Incentives-linked plan to detect TB cases

Published in The Hindu on September 11, 2012

The national strategic plan for TB control for 2012-17 developed by the Union Ministry of Health & Family Welfare has raised the bar for tackling the fast- growing TB epidemic in the country. The main goal of the strategic plan is to provide universal access to early diagnosis and effective treatment.

According to the draft report of the fifth Joint Monitoring Mission (JMM) of the Revised National Tuberculosis Control Programme , the strategic plan, if implemented in full earnest, would save about 7,50,000 lives over the next five years.

To achieve this goal, the JMM has recommended some commendable strategies.

At the outset it has recognised the compulsion to comprehensively engage with the private sector for “prompt and accurate diagnosis, and appropriate care.”

The government had very recently made TB a notifiable disease. This will help in maintaining a national record of every patient who is diagnosed with TB by doctors in the private and public sector. In order to achieve maximum co-operation from the doctors, the report has, for the first time, spelled out the need to provide incentives for reporting cases.

Apart from stopping easy availability of anti-TB drugs, there are plans of “restricting the availability of impending new anti-TB drugs to authorised outlets.” This would be done by putting in place stringent and accountable distribution controls.

Another novel recommendation is to make available subsidised anti-TB drug kits to the private sector on a quid pro basis. The availability of the subsidised kits would be “linked to notification and programme-provided treatment support.”

A tectonic shift is being planned in the way new cases are detected.

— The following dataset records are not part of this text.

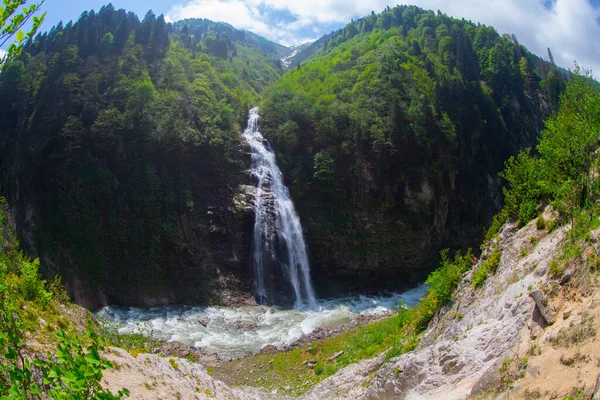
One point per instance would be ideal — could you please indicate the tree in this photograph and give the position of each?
(12, 18)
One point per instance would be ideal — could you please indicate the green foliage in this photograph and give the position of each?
(562, 174)
(400, 107)
(14, 14)
(396, 335)
(129, 133)
(444, 280)
(487, 267)
(73, 370)
(33, 288)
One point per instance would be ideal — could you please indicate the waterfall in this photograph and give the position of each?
(277, 233)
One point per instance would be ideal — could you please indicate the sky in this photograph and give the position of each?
(571, 28)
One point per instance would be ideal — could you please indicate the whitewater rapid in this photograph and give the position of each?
(278, 240)
(233, 332)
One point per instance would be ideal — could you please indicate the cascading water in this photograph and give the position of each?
(278, 238)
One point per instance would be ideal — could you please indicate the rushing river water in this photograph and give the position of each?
(232, 332)
(277, 238)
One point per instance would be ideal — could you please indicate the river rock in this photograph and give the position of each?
(269, 349)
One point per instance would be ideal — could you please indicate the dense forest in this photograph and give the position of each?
(392, 132)
(121, 151)
(122, 159)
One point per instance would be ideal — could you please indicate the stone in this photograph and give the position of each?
(536, 331)
(542, 305)
(269, 349)
(596, 395)
(595, 235)
(335, 356)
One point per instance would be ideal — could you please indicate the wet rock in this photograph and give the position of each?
(489, 380)
(269, 349)
(534, 370)
(596, 395)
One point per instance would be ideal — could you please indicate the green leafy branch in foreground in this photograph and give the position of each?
(562, 170)
(13, 16)
(73, 370)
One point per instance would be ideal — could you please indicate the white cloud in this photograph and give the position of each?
(569, 27)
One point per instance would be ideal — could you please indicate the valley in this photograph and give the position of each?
(404, 208)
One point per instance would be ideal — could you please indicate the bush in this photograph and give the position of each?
(540, 223)
(480, 276)
(489, 266)
(32, 286)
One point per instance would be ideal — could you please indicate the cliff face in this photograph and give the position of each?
(197, 253)
(121, 156)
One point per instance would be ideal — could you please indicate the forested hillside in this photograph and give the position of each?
(121, 154)
(122, 159)
(392, 133)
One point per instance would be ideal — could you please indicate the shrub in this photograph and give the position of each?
(445, 279)
(540, 223)
(480, 276)
(32, 286)
(489, 266)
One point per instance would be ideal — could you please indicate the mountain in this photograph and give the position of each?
(121, 155)
(290, 59)
(392, 132)
(196, 29)
(124, 167)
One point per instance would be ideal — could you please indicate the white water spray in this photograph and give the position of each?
(277, 225)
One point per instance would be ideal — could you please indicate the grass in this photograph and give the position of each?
(300, 368)
(291, 369)
(573, 335)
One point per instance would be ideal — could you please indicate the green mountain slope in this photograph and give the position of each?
(121, 154)
(392, 133)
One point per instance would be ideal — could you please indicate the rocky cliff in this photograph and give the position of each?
(523, 333)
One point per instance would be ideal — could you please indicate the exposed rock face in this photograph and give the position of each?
(191, 250)
(466, 343)
(473, 335)
(149, 376)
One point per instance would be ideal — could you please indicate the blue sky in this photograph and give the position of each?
(571, 28)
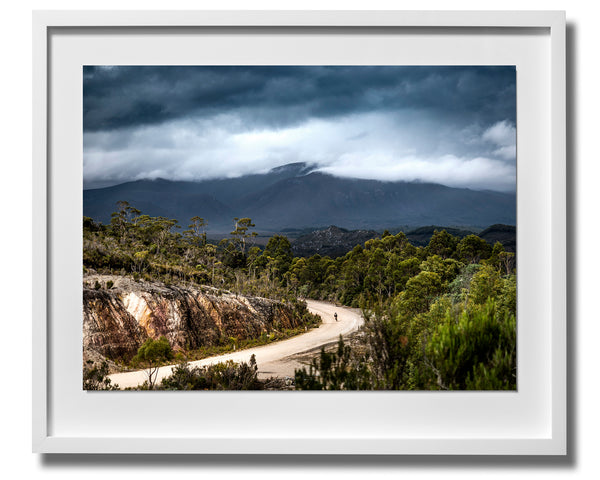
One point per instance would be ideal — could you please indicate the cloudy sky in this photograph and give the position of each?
(450, 125)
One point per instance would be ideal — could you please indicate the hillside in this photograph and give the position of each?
(294, 196)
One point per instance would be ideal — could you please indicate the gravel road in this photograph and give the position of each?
(273, 359)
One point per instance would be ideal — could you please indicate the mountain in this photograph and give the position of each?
(295, 196)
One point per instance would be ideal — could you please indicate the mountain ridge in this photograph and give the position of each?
(298, 196)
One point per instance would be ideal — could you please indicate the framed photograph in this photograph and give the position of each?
(299, 232)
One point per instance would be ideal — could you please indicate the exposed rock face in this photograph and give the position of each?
(117, 320)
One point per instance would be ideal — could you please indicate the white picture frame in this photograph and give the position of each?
(531, 421)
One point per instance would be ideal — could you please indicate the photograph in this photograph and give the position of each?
(299, 227)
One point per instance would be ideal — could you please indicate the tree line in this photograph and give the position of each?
(441, 316)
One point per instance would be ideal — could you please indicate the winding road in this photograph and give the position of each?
(273, 360)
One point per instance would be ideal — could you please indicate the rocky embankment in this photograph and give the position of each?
(119, 314)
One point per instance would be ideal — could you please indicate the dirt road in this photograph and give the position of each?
(273, 359)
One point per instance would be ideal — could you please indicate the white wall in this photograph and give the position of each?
(15, 266)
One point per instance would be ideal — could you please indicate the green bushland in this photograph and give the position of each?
(436, 317)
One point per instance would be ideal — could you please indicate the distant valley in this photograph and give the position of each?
(294, 197)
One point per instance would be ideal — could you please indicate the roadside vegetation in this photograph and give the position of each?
(439, 317)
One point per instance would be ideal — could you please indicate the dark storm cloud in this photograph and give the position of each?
(118, 97)
(449, 125)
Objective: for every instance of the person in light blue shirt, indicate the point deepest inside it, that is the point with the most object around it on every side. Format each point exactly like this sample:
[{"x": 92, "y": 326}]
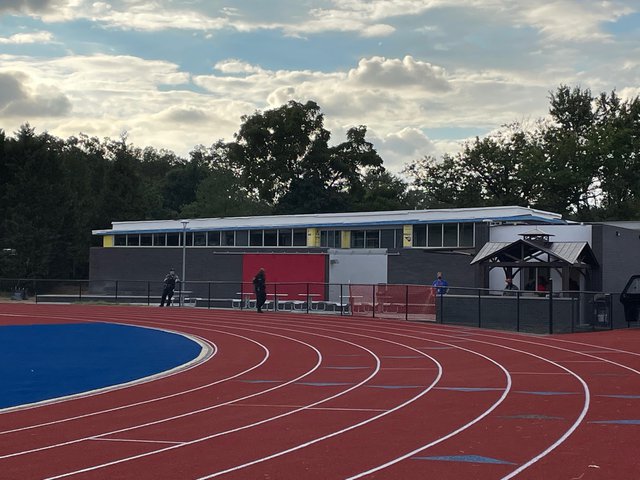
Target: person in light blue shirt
[{"x": 442, "y": 286}]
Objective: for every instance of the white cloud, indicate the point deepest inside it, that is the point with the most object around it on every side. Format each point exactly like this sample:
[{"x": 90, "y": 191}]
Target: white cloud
[
  {"x": 26, "y": 38},
  {"x": 382, "y": 72},
  {"x": 399, "y": 89},
  {"x": 20, "y": 98}
]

The current system is a passive one, wherein case detection is initiated by the patients themselves. This greatly reduces case detection. To overcome this hurdle, there are plans of introducing a “provider-initiated screening pathway.” This will focus on clinical risk groups and socially vulnerable groups.

Another way of increasing the number of TB patients diagnosed is to provide automated electronic payments for both referrals and treatment support. Using automated electronic payment mode would avoid the problems of delay or failure in payment.